# wasatch or promar 400 flat for garage



## TylerHuff (Nov 2, 2010)

im getting ready to spray a garage that has knockdown texture on the walls and ceiling and they want everything to be flat white. This is new sheetrock, and i normally prime with wasatch and then 2 top coats. Being flat white and textured would it be ok to just spray and backroll 2 coats of 400 flat or should i just spray wasatch first. just wondering what others do out there


----------



## 6126 (May 9, 2010)

Two coats of PM 400 is fine for a garage. SW 7004 "Snowbound" is a good covering color that I often use when a customer asks for a "white"


----------



## Zoomer (Dec 17, 2011)

Try Kilz pro 300 flat. Nice and flat. Sprays out well.


----------



## A+HomeWork (Dec 10, 2010)

There you have it. A nice answer from a SW guy and another from a HD guy.

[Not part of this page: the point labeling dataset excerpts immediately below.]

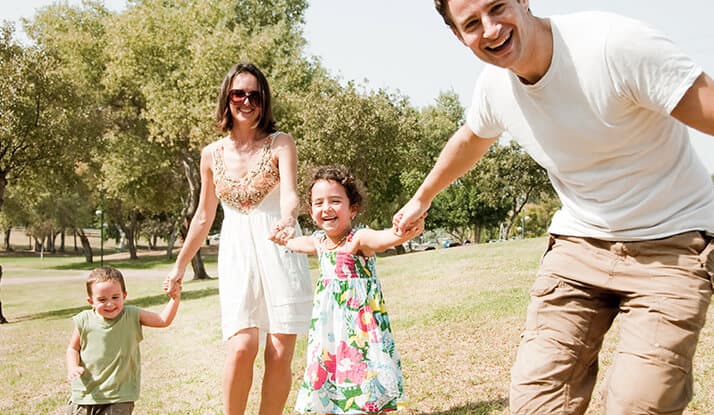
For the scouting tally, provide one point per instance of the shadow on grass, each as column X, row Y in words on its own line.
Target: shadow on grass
column 143, row 302
column 477, row 408
column 147, row 262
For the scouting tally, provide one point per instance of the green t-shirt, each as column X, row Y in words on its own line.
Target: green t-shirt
column 109, row 352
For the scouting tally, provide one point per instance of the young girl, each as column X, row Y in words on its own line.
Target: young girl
column 352, row 364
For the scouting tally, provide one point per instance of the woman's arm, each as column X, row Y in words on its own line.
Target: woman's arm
column 200, row 224
column 286, row 153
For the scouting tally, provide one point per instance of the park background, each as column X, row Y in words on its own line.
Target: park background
column 106, row 109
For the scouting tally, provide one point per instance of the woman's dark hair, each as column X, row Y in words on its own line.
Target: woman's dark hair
column 224, row 118
column 343, row 176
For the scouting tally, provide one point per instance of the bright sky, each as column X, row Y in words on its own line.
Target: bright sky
column 404, row 45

Just need a BM guy and you're set.

MY answer is simply, do you think you NEED a primer coat in a garage that's flat anyway? Most NC guys would likely only paint one coat of flat and walk away.
Personally, I think flat is a bad choice for the one place in the house where the walls will be most abused.


----------



## TylerHuff (Nov 2, 2010)

A+HomeWork said:


> Personally, I think flat is a bad choice for the one place in the house where the walls will be most abused.


well it was sprayed the day after if posted this with just 2 coats of paint and turned out really nice. i would agree with flat being a bad choice but if they are anything like me you cant see the walls once you move if you put racks and shelves up


----------



## Builtmany (Dec 5, 2009)

A+HomeWork said:


> Personally, I think flat is a bad choice for the one place in the house where the walls will be most abused.

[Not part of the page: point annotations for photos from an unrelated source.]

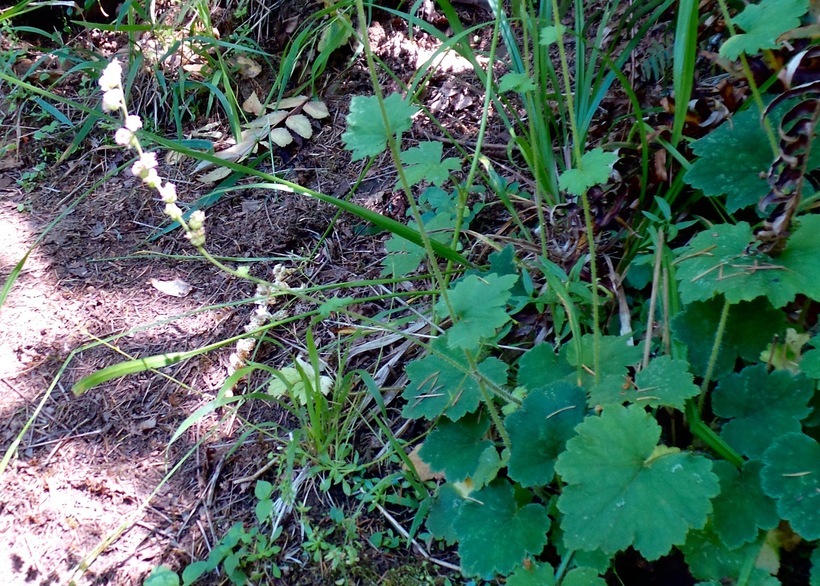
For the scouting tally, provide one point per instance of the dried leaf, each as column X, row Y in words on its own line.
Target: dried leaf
column 290, row 103
column 316, row 110
column 300, row 125
column 239, row 151
column 281, row 136
column 268, row 120
column 252, row 105
column 214, row 176
column 248, row 68
column 175, row 288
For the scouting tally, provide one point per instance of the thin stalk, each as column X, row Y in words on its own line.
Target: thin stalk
column 576, row 150
column 747, row 71
column 395, row 153
column 707, row 378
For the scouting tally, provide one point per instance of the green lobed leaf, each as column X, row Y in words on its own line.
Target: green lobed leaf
column 741, row 509
column 791, row 475
column 539, row 430
column 493, row 516
column 455, row 447
column 594, row 169
column 474, row 321
column 763, row 23
column 624, row 490
column 755, row 400
column 366, row 135
column 437, row 386
column 723, row 260
column 583, row 577
column 534, row 574
column 541, row 366
column 664, row 382
column 750, row 327
column 423, row 163
column 733, row 160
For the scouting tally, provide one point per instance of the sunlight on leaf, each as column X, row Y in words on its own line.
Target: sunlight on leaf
column 366, row 135
column 618, row 487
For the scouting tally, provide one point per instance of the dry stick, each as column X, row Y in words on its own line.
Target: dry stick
column 653, row 298
column 419, row 548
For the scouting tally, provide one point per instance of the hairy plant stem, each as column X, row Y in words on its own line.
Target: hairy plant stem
column 710, row 368
column 396, row 155
column 576, row 151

Agreed since any little thing will leave marks on flat.


----------



## A+HomeWork (Dec 10, 2010)

Builtmany said:


> Agreed since any little thing will leave marks on flat.


Funny thing about NC is that they will even shoot the trim in the garage with the same flat wall paint. I know it's just the garage, but I would personally prefer it be done in enamel too.


----------



## mtnbkr3 (Jan 20, 2013)

Flat in a garage? Just use tinted primer. Most flat paint doesn't wash anyway. :whistling2:


----------



## GrantsPainting (Feb 4, 2013)

I know its not as common. But nobody mentioned PPG. LOL

If the customer is a bit of a neat freak and will ever hose down the floor... on a flat interior paint.

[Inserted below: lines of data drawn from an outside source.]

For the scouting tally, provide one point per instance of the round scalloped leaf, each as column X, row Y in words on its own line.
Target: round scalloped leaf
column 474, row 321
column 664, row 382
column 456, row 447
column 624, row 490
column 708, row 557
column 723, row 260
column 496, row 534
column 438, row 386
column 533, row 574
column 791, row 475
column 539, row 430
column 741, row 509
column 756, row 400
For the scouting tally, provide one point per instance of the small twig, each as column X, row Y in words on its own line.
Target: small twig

I would almost want to either put a higher grade paint(200 for you) or move to an exterior line of paint. With the door open it is exterior--- kinda.

Not all people will be making a mess that needs to be hosed down so use your best judgement on that advise. I would first try to talk them into at least an eggshell. I know though, people are sometimes stubborn.


----------



## woodcoyote (Dec 30, 2012)

Wasatch (primer) + Paint (1 coat). Unless your really going for a stunner, no reason to put a lot of money into the garage paint. 

We use to do just tinted primer and call it a day, but some homeowners are fussy with how things looks and if they move stuff in/out and scratch the wall, they actually like to go back and do touch-up. Harder to do with primer, so we ended up just painting. 

In another couple of weeks when one house we're doing gets done, we're going to shoot the whole guy's garage with Solo Enamel paint. Walls/ceiling. 

So..it varies. Use your personal judgement.


----------